Thesis of Vanessa El Khoury


Subject:
Semantic protection of data in distributed multimedia databases

Defense date: 01/09/2011

Advisor: Lionel Brunie
Cotutelle: Harald Kosch

Summary:

Multimedia databases (MMDB) manage data of various types that are often large in size. Most multimedia DBMSs store media data separately from metadata. Because of their large volume and/or their geographical location, multimedia data lend themselves well to distributed management methods that let them be stored remotely (without the metadata).
In addition to data transmission problems that have been extensively studied and for which selective and global encrypting solutions have been proposed, and to problems related to authentication and intellectual property, this new context introduces specific data security issues.
The main issue concerns securing the remote data that risk being accessible despite the access control mechanisms of the DBMS. Traditional encrypting solutions used for data transmission are not relevant in this case due to the following reasons:

* They are very expensive in terms of processing cost and risk undermining the performances of MMDBs.
* Therefore, they increase the complexity of query processing to the point of making them unworkable and some cases as the data once encrypted can no longer be compared.
* They are based on a physical view of the data (raw encryption) rather than on semantic aspects; this makes it impossible to specify which parts of the data should be protected with which level of security.

In summary, multimedia documents must be stored (locally or remotely) under a format that protects them from unauthorized accesses. That format must enable full or partial access to the documents, and allow establishing protection constraints based on the document semantics rather than on its physical representation. In parallel, the format must be transparent to the DBMS, which must be able to access and handle the documents as if they were standard. Moreover, once a document has been retrieved, the user must be granted partial or full access to it by stating her access rights.
This thesis deals with the design and implementation of these mechanisms at the levels of the DBMS as well as of the processing of the data files by the user.
In this work, we intend to analyze and to model various options for semantically protecting multimedia files including the different levels of protections that may be offered. This involves a complete inventory of all semantic metadata that can influence the access to the data and the definition of the corresponding access policies.
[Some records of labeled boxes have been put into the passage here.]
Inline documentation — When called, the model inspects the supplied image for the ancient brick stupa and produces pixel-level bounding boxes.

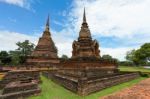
[43,10,138,95]
[72,9,100,58]
[27,16,59,66]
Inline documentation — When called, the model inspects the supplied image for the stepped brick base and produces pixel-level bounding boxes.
[43,72,139,96]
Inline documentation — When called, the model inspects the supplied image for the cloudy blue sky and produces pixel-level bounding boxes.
[0,0,150,60]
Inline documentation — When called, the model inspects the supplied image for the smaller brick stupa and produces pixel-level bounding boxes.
[27,16,59,66]
[72,9,100,58]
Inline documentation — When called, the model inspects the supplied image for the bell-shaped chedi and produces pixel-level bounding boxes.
[72,9,100,58]
[27,16,58,65]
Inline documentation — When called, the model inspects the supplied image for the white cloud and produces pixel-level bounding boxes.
[0,30,73,57]
[0,0,30,9]
[0,0,150,60]
[0,30,37,51]
[57,0,150,60]
[69,0,150,37]
[100,47,137,60]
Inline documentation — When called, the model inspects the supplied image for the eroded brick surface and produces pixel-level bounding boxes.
[101,78,150,99]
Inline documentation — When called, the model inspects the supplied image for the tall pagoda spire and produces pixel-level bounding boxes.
[78,8,91,40]
[45,14,49,31]
[83,7,87,23]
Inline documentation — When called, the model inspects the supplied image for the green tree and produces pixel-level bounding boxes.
[126,43,150,65]
[0,51,12,65]
[102,55,113,60]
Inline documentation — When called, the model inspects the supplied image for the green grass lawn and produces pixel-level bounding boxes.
[28,76,145,99]
[119,66,150,72]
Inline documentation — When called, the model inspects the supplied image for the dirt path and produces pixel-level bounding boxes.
[100,78,150,99]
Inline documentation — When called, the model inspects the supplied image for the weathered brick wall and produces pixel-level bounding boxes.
[0,70,40,89]
[43,72,139,96]
[78,73,139,95]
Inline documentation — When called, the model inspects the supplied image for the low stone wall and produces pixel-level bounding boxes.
[0,70,40,89]
[0,70,41,99]
[43,72,139,96]
[77,73,139,95]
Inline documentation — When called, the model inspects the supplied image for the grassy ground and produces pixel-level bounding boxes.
[119,66,150,72]
[28,76,145,99]
[29,66,150,99]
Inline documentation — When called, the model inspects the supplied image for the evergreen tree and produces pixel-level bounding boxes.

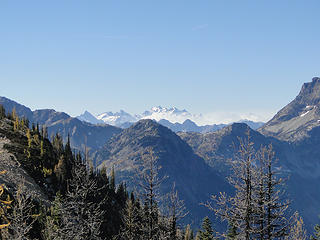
[311,224,320,240]
[0,104,6,119]
[226,222,238,240]
[137,149,163,240]
[207,133,289,240]
[184,224,194,240]
[55,155,103,240]
[285,212,308,240]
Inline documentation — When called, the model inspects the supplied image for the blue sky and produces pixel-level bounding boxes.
[0,0,320,122]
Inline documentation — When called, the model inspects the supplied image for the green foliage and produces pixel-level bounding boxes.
[226,222,238,240]
[311,224,320,240]
[0,104,6,119]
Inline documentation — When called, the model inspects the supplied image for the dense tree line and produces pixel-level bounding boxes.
[0,106,320,240]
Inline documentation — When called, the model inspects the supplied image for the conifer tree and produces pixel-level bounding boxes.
[6,177,39,240]
[119,193,144,240]
[54,155,103,240]
[311,224,320,240]
[0,104,6,119]
[137,148,164,240]
[184,224,194,240]
[226,222,238,240]
[207,133,289,240]
[285,212,313,240]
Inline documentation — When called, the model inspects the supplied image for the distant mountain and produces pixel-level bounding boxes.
[139,106,194,123]
[96,120,230,227]
[77,106,264,133]
[158,119,264,133]
[0,97,33,121]
[259,77,320,142]
[178,123,320,232]
[77,111,104,124]
[158,119,226,133]
[0,97,122,151]
[96,110,138,126]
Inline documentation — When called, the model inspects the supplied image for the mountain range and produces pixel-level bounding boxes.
[77,106,264,133]
[0,77,320,231]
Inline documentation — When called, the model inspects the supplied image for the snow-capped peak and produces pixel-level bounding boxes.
[97,110,139,126]
[77,111,104,124]
[140,106,194,123]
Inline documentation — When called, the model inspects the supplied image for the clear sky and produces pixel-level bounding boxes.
[0,0,320,122]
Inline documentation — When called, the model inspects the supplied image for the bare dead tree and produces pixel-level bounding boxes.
[3,177,39,240]
[163,183,188,240]
[49,159,103,240]
[206,134,289,240]
[285,212,308,240]
[258,145,290,240]
[136,148,164,240]
[116,194,144,240]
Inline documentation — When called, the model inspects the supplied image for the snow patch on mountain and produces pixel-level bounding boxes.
[97,110,139,126]
[77,111,104,124]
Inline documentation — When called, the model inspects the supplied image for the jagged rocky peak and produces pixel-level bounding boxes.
[297,77,320,105]
[259,77,320,141]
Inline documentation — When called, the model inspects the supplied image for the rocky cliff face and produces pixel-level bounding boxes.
[0,97,122,151]
[259,77,320,142]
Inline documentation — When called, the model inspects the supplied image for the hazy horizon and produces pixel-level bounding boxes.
[0,0,320,123]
We will then study how these new protection rules impact the DBMS (query analysis, adaptation of query processing to the protection mode, query optimization, ...). We will also propose mechanisms to define semantic protection constraints within the document itself. The last part of the project will deal with subjects related to the use of the protected file by the user, such as encryption keys, representation of access rights, ...
The solutions defined for addressing these issues will require defining metadata specific to security. To this end, the MPEG-21 standard will be used.
The proposed solutions will be tested against a full size database.